J'erre dans le hall à attendre cet avion que je ne veux pas prendre. Une chose de sur, onze heure de vol, c'est plus que long, c'est insupportable ! Brume à la sortie de l'aéroport, mon guide qui me salut vivement, on part dans un endroit chic pour manger, même si la faim n'est pas là. Toujours cette stupidité de croire que pour épater un occidental faut l'emmener dans pareil endroit. Si seulement il savait.

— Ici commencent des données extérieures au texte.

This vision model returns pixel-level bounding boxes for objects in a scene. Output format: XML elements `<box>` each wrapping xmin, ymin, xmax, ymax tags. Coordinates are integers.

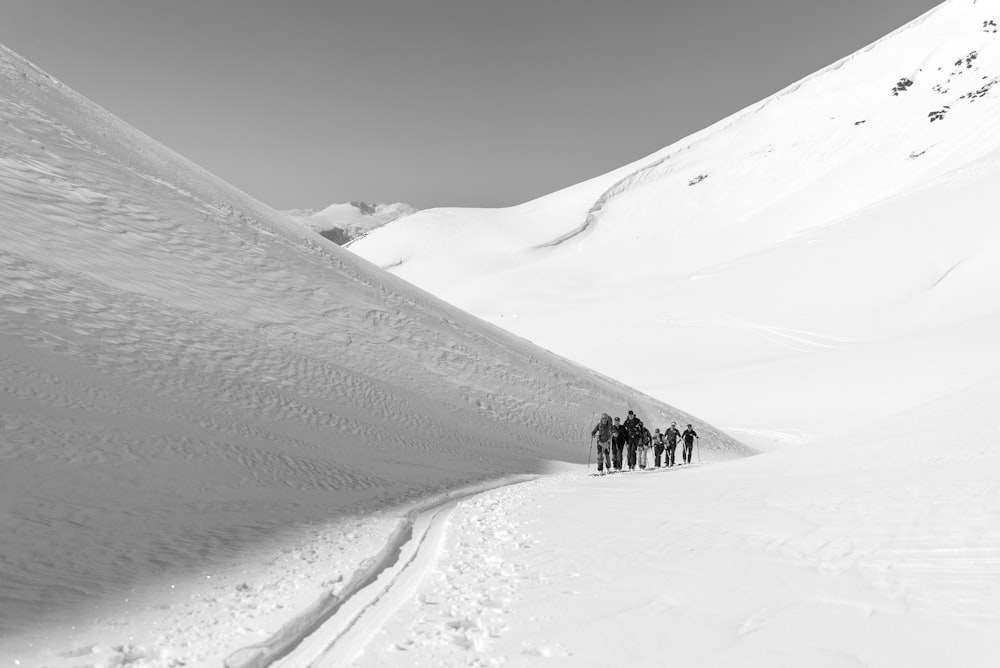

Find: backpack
<box><xmin>597</xmin><ymin>415</ymin><xmax>611</xmax><ymax>443</ymax></box>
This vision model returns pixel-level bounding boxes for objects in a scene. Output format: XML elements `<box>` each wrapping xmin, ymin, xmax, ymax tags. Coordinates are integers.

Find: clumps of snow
<box><xmin>891</xmin><ymin>77</ymin><xmax>913</xmax><ymax>96</ymax></box>
<box><xmin>356</xmin><ymin>481</ymin><xmax>544</xmax><ymax>668</ymax></box>
<box><xmin>955</xmin><ymin>51</ymin><xmax>979</xmax><ymax>70</ymax></box>
<box><xmin>958</xmin><ymin>77</ymin><xmax>1000</xmax><ymax>102</ymax></box>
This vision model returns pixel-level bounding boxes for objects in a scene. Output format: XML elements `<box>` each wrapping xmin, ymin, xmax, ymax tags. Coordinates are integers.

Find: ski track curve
<box><xmin>224</xmin><ymin>475</ymin><xmax>540</xmax><ymax>668</ymax></box>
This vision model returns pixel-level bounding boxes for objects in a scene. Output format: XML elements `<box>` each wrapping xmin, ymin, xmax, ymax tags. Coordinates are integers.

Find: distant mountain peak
<box><xmin>284</xmin><ymin>201</ymin><xmax>419</xmax><ymax>246</ymax></box>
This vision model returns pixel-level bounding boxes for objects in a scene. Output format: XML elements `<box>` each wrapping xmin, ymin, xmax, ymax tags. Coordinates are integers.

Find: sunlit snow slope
<box><xmin>351</xmin><ymin>0</ymin><xmax>1000</xmax><ymax>444</ymax></box>
<box><xmin>0</xmin><ymin>43</ymin><xmax>746</xmax><ymax>665</ymax></box>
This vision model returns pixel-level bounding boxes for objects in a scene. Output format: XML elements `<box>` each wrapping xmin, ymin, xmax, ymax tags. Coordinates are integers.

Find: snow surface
<box><xmin>0</xmin><ymin>48</ymin><xmax>750</xmax><ymax>666</ymax></box>
<box><xmin>0</xmin><ymin>0</ymin><xmax>1000</xmax><ymax>668</ymax></box>
<box><xmin>284</xmin><ymin>202</ymin><xmax>417</xmax><ymax>246</ymax></box>
<box><xmin>350</xmin><ymin>0</ymin><xmax>1000</xmax><ymax>447</ymax></box>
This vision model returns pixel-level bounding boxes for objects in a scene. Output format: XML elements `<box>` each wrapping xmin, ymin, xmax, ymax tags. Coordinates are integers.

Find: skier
<box><xmin>663</xmin><ymin>422</ymin><xmax>681</xmax><ymax>466</ymax></box>
<box><xmin>590</xmin><ymin>413</ymin><xmax>612</xmax><ymax>475</ymax></box>
<box><xmin>611</xmin><ymin>417</ymin><xmax>628</xmax><ymax>472</ymax></box>
<box><xmin>622</xmin><ymin>411</ymin><xmax>642</xmax><ymax>471</ymax></box>
<box><xmin>681</xmin><ymin>424</ymin><xmax>701</xmax><ymax>464</ymax></box>
<box><xmin>653</xmin><ymin>427</ymin><xmax>663</xmax><ymax>468</ymax></box>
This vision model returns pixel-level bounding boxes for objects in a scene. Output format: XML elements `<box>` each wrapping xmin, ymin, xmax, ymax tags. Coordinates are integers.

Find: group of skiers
<box><xmin>590</xmin><ymin>411</ymin><xmax>700</xmax><ymax>475</ymax></box>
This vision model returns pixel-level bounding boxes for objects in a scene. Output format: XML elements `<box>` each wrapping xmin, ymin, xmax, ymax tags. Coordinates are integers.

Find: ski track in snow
<box><xmin>0</xmin><ymin>40</ymin><xmax>751</xmax><ymax>668</ymax></box>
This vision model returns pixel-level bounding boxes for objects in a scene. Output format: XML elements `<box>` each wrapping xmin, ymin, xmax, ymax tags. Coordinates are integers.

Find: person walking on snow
<box><xmin>590</xmin><ymin>413</ymin><xmax>613</xmax><ymax>475</ymax></box>
<box><xmin>663</xmin><ymin>422</ymin><xmax>681</xmax><ymax>466</ymax></box>
<box><xmin>639</xmin><ymin>426</ymin><xmax>653</xmax><ymax>469</ymax></box>
<box><xmin>611</xmin><ymin>417</ymin><xmax>628</xmax><ymax>471</ymax></box>
<box><xmin>622</xmin><ymin>411</ymin><xmax>642</xmax><ymax>471</ymax></box>
<box><xmin>681</xmin><ymin>425</ymin><xmax>701</xmax><ymax>464</ymax></box>
<box><xmin>653</xmin><ymin>427</ymin><xmax>663</xmax><ymax>468</ymax></box>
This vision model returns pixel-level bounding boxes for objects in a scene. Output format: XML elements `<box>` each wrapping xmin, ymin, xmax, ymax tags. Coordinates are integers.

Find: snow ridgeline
<box><xmin>351</xmin><ymin>0</ymin><xmax>1000</xmax><ymax>445</ymax></box>
<box><xmin>0</xmin><ymin>44</ymin><xmax>749</xmax><ymax>666</ymax></box>
<box><xmin>283</xmin><ymin>202</ymin><xmax>417</xmax><ymax>246</ymax></box>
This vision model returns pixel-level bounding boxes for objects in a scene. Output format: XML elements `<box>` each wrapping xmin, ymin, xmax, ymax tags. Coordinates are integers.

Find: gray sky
<box><xmin>0</xmin><ymin>0</ymin><xmax>938</xmax><ymax>208</ymax></box>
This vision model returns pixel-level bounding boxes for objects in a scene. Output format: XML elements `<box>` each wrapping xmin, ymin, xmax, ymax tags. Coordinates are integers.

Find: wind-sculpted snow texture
<box><xmin>0</xmin><ymin>44</ymin><xmax>748</xmax><ymax>666</ymax></box>
<box><xmin>351</xmin><ymin>0</ymin><xmax>1000</xmax><ymax>445</ymax></box>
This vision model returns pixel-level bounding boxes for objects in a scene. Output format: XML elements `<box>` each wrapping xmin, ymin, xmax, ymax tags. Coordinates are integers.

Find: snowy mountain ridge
<box><xmin>0</xmin><ymin>40</ymin><xmax>751</xmax><ymax>668</ymax></box>
<box><xmin>351</xmin><ymin>0</ymin><xmax>1000</xmax><ymax>448</ymax></box>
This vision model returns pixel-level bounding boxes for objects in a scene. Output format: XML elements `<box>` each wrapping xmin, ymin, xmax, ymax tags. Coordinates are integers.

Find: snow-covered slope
<box><xmin>284</xmin><ymin>202</ymin><xmax>417</xmax><ymax>246</ymax></box>
<box><xmin>0</xmin><ymin>48</ymin><xmax>747</xmax><ymax>666</ymax></box>
<box><xmin>351</xmin><ymin>0</ymin><xmax>1000</xmax><ymax>443</ymax></box>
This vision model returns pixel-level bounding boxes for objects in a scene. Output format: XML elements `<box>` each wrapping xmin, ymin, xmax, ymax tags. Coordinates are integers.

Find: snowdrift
<box><xmin>0</xmin><ymin>49</ymin><xmax>749</xmax><ymax>665</ymax></box>
<box><xmin>350</xmin><ymin>0</ymin><xmax>1000</xmax><ymax>445</ymax></box>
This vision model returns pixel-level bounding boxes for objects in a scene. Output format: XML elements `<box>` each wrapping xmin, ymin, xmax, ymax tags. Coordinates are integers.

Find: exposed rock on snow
<box><xmin>351</xmin><ymin>0</ymin><xmax>1000</xmax><ymax>448</ymax></box>
<box><xmin>284</xmin><ymin>202</ymin><xmax>419</xmax><ymax>246</ymax></box>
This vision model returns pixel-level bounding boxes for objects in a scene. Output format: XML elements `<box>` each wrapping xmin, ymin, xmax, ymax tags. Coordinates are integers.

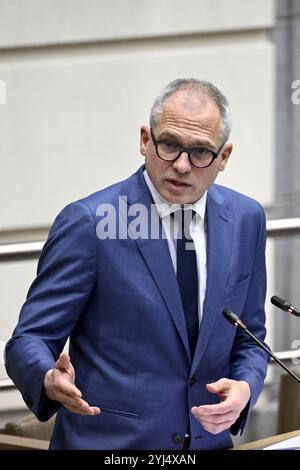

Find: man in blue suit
<box><xmin>6</xmin><ymin>79</ymin><xmax>267</xmax><ymax>450</ymax></box>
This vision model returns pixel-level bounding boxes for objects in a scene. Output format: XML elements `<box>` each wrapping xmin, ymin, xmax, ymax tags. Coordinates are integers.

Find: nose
<box><xmin>173</xmin><ymin>152</ymin><xmax>192</xmax><ymax>174</ymax></box>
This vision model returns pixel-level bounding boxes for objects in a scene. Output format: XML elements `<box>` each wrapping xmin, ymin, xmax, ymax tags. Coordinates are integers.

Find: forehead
<box><xmin>155</xmin><ymin>90</ymin><xmax>220</xmax><ymax>145</ymax></box>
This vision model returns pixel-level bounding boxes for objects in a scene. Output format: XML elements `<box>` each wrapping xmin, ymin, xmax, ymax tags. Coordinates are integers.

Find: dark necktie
<box><xmin>174</xmin><ymin>209</ymin><xmax>199</xmax><ymax>357</ymax></box>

Maintenant, la tête contre vitre, les papiers officiels de ma visite sur ce territoire que je n'apprécie pas, je ris. Pourtant, je suis difficile à rire. Il y a maintenant cinq ans que la Chine m'a mis à la porte en me demandant de ne plus jamais revenir. L'amertume de cette époque n'est plus. La Chine m'a mis à la porte parce que je n'étais pas là ou j'aurais du et pire que tout, je n'aurais jamais du prendre ses photos. Et aujourd'hui, je reviens pour faire des photos avec toutes les autorisations nécessaires ! Mémoire courte ? Ou autre ?
Deux jours pas un de plus ! Autant dire que je n'aurais pas le temps de revoir cette ville tel que je l'avais vu auparavant. Elle semble avoir changé mais je ne saurais dire vraiment... Hypocrisie d'un gouvernement, pensée qui se veut formater... Une heure du mat, toujours la tête rêveuse, qui ne désire qu'une chose, partir de cet endroit sordide...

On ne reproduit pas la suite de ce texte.